Friday, December 11 2015 was the first day of the ISU World Cup in Heerenveen, an exciting day for the Thialf skating arena: the first big competition on the completely new race track. On the outside, the Thialf building has undergone a dramatic transformation. On the inside, at first sight nothing has changed. The most important change for the skaters is scarcely visible, if at all: the brand new ice rink with new, sustainable systems that ensure perfectly conditioned ice. And by using the residual heat from the ice plant to heat the entire complex, the new Thialf has also become extremely energy-efficient.
Over the past few months Warmtebouw Utrecht, together with the main contractor Heddes, who were responsible for the construction work, have put in a monumental effort to replace the complete plant for and in the ice rink. The freezer system, the water treatment, the air treatment and the transfer of heat and cold; everything has been replaced. The old rink was dismantled and equipped with new underfloor cooling, while underfloor heating has been installed in the inner area and alongside the rink. The air management system has also been addressed with new air treatment units and air supply from the plant duct around the rink floor and, with a temporary facility, also from the ceiling.
Energy-efficient ice plant
The engineering rooms have also been completely renovated. New cooling machines, that work optimally and are energy-efficient with Warmtebouw’s exciting new automatic control system, cool the ice rink while at the same time providing the required heat.
Whereas the old Thialf contained 24 central heating boilers, now all the necessary heat is obtained from the ice plant. Together with a heat pump and geothermal energy, this forms the beating heart of a sustainable and gasless Thialf.

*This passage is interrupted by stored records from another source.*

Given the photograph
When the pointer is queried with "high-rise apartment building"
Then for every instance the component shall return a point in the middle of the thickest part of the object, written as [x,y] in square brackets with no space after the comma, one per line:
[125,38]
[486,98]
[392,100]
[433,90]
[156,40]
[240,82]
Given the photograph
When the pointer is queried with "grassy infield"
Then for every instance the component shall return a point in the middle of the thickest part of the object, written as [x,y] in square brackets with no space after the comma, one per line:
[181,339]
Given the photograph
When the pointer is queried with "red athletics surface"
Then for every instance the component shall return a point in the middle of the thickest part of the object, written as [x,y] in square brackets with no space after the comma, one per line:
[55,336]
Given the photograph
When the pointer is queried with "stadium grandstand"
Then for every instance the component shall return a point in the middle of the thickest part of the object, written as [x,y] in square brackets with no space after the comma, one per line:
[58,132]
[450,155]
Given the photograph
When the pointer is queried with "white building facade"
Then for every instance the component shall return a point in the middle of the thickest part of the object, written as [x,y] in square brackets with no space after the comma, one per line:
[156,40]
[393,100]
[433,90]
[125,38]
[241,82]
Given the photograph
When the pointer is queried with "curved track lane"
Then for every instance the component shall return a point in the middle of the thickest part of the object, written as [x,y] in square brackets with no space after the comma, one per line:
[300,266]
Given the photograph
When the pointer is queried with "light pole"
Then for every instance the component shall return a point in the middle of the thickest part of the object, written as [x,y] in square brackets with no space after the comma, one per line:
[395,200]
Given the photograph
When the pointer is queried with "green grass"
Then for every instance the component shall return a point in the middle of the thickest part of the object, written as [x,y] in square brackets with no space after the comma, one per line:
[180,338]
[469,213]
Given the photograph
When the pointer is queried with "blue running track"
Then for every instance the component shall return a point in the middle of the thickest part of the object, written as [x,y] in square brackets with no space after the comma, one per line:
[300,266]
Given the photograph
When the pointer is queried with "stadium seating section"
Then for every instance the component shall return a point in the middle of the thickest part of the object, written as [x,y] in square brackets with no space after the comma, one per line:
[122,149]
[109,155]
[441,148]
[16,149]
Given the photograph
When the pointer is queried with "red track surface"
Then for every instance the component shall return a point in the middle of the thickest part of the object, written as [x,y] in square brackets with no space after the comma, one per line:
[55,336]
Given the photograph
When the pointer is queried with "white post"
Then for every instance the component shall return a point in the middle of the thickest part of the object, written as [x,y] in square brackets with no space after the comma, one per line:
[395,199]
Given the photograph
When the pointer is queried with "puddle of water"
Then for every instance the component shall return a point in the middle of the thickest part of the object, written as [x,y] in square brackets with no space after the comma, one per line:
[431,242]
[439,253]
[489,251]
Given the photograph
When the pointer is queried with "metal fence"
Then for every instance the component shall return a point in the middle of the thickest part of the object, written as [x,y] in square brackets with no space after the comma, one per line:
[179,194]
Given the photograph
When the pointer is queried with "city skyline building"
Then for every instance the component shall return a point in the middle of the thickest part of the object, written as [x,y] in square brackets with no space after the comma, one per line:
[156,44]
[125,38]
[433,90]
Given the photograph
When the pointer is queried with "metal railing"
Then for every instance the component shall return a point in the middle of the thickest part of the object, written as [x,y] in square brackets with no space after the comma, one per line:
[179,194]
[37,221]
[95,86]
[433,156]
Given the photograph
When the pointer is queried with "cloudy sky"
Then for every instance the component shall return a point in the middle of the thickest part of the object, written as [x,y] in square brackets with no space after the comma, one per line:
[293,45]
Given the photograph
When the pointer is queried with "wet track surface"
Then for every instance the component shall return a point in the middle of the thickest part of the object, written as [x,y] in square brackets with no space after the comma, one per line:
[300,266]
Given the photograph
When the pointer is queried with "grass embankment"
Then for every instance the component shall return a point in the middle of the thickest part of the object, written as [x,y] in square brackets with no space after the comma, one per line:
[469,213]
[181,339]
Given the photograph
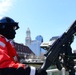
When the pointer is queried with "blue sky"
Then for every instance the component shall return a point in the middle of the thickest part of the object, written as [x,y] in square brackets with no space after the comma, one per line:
[44,17]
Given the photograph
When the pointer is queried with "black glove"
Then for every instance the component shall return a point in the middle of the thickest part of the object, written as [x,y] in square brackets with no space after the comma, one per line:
[41,72]
[34,71]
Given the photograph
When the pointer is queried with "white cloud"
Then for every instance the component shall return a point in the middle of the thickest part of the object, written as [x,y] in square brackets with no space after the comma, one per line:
[5,5]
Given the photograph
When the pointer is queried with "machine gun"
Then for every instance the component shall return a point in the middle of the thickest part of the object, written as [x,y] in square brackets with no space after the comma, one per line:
[60,53]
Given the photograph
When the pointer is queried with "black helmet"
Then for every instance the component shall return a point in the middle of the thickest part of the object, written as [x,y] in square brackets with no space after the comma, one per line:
[8,22]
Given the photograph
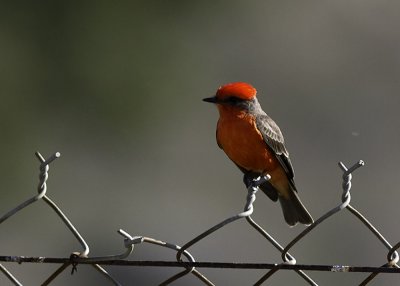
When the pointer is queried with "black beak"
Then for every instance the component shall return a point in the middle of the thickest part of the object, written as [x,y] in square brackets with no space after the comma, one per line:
[210,99]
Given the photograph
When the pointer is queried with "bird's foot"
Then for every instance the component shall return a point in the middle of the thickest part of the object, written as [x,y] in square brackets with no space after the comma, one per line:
[252,182]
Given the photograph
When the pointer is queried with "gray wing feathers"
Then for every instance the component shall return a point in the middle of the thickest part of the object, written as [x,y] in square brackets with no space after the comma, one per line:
[273,137]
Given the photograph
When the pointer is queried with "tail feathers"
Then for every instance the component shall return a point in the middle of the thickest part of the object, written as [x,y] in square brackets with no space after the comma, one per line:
[294,211]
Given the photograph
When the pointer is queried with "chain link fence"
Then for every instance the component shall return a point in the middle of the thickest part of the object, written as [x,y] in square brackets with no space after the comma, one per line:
[185,260]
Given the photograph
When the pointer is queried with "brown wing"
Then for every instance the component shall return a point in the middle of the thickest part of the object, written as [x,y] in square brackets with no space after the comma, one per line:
[273,137]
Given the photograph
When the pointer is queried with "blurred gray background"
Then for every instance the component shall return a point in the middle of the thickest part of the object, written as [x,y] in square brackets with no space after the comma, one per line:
[116,87]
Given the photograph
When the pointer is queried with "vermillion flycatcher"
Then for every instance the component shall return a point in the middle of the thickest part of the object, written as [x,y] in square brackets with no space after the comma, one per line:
[253,141]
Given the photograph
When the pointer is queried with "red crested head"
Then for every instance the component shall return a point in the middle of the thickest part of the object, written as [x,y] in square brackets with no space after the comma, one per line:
[241,90]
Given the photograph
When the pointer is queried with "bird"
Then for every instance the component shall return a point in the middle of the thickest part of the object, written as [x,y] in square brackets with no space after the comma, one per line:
[254,142]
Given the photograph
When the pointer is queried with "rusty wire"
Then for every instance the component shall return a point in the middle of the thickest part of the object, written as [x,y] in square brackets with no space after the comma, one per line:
[190,265]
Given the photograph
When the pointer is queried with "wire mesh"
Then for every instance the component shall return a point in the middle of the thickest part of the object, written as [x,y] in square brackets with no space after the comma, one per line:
[189,265]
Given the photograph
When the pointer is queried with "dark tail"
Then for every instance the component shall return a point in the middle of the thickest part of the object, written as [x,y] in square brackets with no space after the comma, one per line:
[294,211]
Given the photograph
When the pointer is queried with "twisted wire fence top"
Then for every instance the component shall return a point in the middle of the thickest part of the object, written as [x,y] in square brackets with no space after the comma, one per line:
[185,260]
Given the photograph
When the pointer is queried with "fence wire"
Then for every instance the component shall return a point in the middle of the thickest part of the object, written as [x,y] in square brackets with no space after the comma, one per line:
[189,265]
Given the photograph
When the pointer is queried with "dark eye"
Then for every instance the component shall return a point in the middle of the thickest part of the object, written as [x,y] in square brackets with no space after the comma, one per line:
[233,100]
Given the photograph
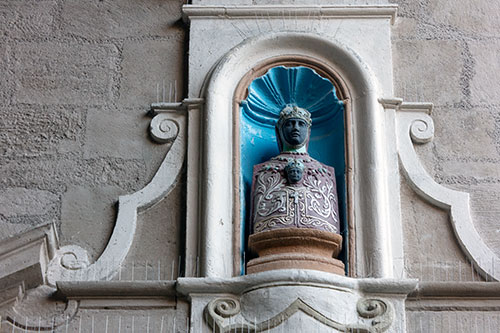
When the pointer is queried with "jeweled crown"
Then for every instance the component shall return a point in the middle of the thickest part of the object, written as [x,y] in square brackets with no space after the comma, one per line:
[294,164]
[293,112]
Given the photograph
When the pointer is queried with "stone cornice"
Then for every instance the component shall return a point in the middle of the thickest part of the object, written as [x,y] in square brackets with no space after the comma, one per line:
[290,12]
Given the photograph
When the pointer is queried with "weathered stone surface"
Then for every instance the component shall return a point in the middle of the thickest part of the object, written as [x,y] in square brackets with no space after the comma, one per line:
[404,28]
[119,19]
[410,8]
[9,230]
[464,133]
[485,87]
[35,130]
[89,215]
[448,321]
[428,71]
[106,130]
[56,174]
[477,17]
[64,73]
[157,243]
[151,71]
[430,247]
[485,210]
[13,202]
[27,18]
[6,81]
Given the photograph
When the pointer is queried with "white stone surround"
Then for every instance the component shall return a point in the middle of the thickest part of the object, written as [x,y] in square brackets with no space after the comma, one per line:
[351,39]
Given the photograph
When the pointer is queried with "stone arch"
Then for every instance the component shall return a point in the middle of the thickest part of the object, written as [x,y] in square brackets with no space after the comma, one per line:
[370,189]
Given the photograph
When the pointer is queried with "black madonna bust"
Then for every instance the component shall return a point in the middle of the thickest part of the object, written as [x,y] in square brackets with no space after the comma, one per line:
[294,214]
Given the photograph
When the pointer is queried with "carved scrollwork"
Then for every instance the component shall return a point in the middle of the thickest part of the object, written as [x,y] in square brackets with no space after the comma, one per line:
[422,129]
[163,129]
[378,310]
[219,312]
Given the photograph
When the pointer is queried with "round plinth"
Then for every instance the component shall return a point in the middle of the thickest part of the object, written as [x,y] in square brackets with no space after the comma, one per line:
[295,248]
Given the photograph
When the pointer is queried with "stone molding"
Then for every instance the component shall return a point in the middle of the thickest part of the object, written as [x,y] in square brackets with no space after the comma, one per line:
[71,262]
[220,310]
[24,258]
[414,125]
[191,12]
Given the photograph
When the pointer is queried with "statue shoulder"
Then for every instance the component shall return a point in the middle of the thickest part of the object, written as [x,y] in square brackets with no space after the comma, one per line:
[316,167]
[272,165]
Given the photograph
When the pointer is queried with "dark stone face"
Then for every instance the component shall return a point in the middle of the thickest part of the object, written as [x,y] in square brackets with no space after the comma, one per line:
[294,175]
[295,131]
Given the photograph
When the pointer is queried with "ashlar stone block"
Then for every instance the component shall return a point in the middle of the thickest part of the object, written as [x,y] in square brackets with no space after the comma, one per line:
[485,86]
[57,174]
[479,17]
[27,19]
[115,133]
[88,215]
[6,81]
[120,19]
[428,71]
[464,133]
[64,73]
[152,71]
[36,130]
[22,201]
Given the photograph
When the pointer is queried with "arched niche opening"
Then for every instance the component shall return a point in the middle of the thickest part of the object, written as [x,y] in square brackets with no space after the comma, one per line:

The best ice for each part of the track
The new classification into track segments means that the ice master can ensure optimum ice quality for each part of the track. Straights, inner and outer corners, approaches and exits to corners, short-track, beginners’ rink and the old ice hockey stadium – everything can be adjusted separately and optimally, so that no more energy needs to be consumed than is absolutely necessary. Energy consumption is now less than half of what it was before the renovation.
After all the hard work in a very wet season, and especially a massive sprint finish at the end, starting in late January 2016 the systems were tested and the first layer of ice was made. In spite of the unusually warm and humid weather, much less mopping than usual was required, according to Beert Boomsma, ice master at Thialf. As he recently said in an interview, he was given ‘an ultra-tight layer of ice’.